A licence may be granted to undertake such activities if certain strict criteria are met:
- there is a licensable purpose
- there are no satisfactory alternatives, and
- the actions authorised will not be detrimental to the maintenance of the population of the species concerned at favourable conservation status in their natural range
The licensing of Marine European Protected Species in Scotland is shared between several regulators depending on the purpose and location of the activity in question. For activities taking place within 12 nautical miles of the coast (the Scottish Territorial Sea), EPS are protected under The Conservation (Natural Habitats, &c.) Regulations 1994 (as amended). For commercial activities, including geophysical or seismic surveys (including those related to oil and gas), port and harbour developments and the installation of renewable energy devices Marine Scotland (on behalf of the Scottish ministers) is the licensing authority. For activities relating to scientific research or conservation, NatureScot is the licensing authority.
For activities taking place in Scottish waters beyond 12nm (the Offshore Marine Area), EPS are protected under The Conservation of Offshore Marine Habitats and Species Regulations 2017. Marine Scotland (on behalf of the Scottish Ministers) is the licensing authority for all activities except those in relation to certain reserved matters (including oil and gas). Please contact us using the details below if you require further information in relation to this.

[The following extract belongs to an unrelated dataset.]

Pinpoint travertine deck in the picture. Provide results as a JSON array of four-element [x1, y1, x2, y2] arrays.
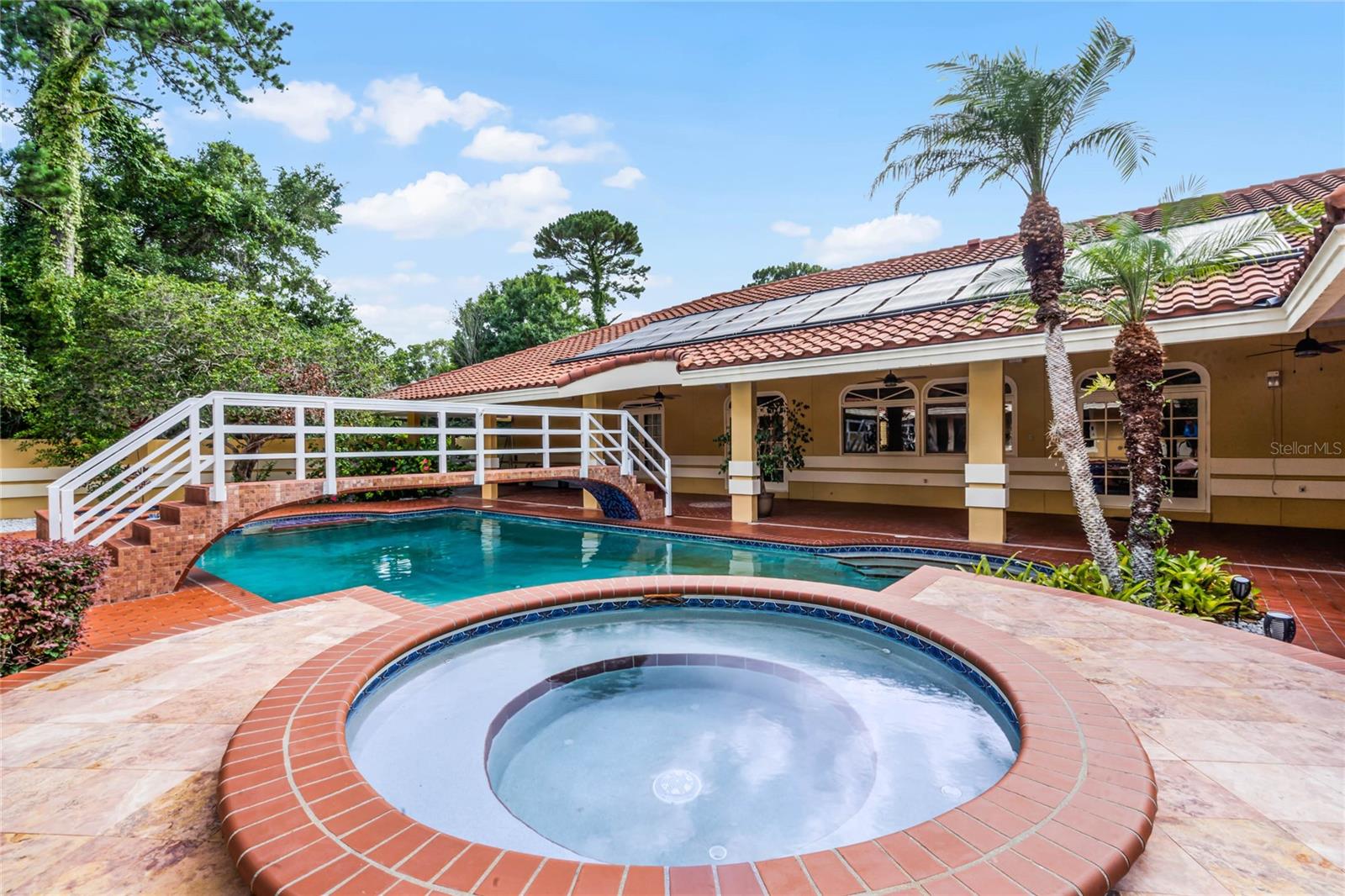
[[0, 573, 1345, 896], [0, 598, 393, 896]]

Additionally, if an activity taking place in the Scottish Territorial Sea is likely to cause to disturbance or injury to basking sharks (Cetorhinus maximus), a licence is required to undertake activity legally. Marine Scotland (on behalf of the Scottish Ministers) is the licensing authority for commercial activities under the Wildlife and Countryside Act 1981 (as amended). For activities relating to scientific research or conservation, NatureScot is the licensing authority.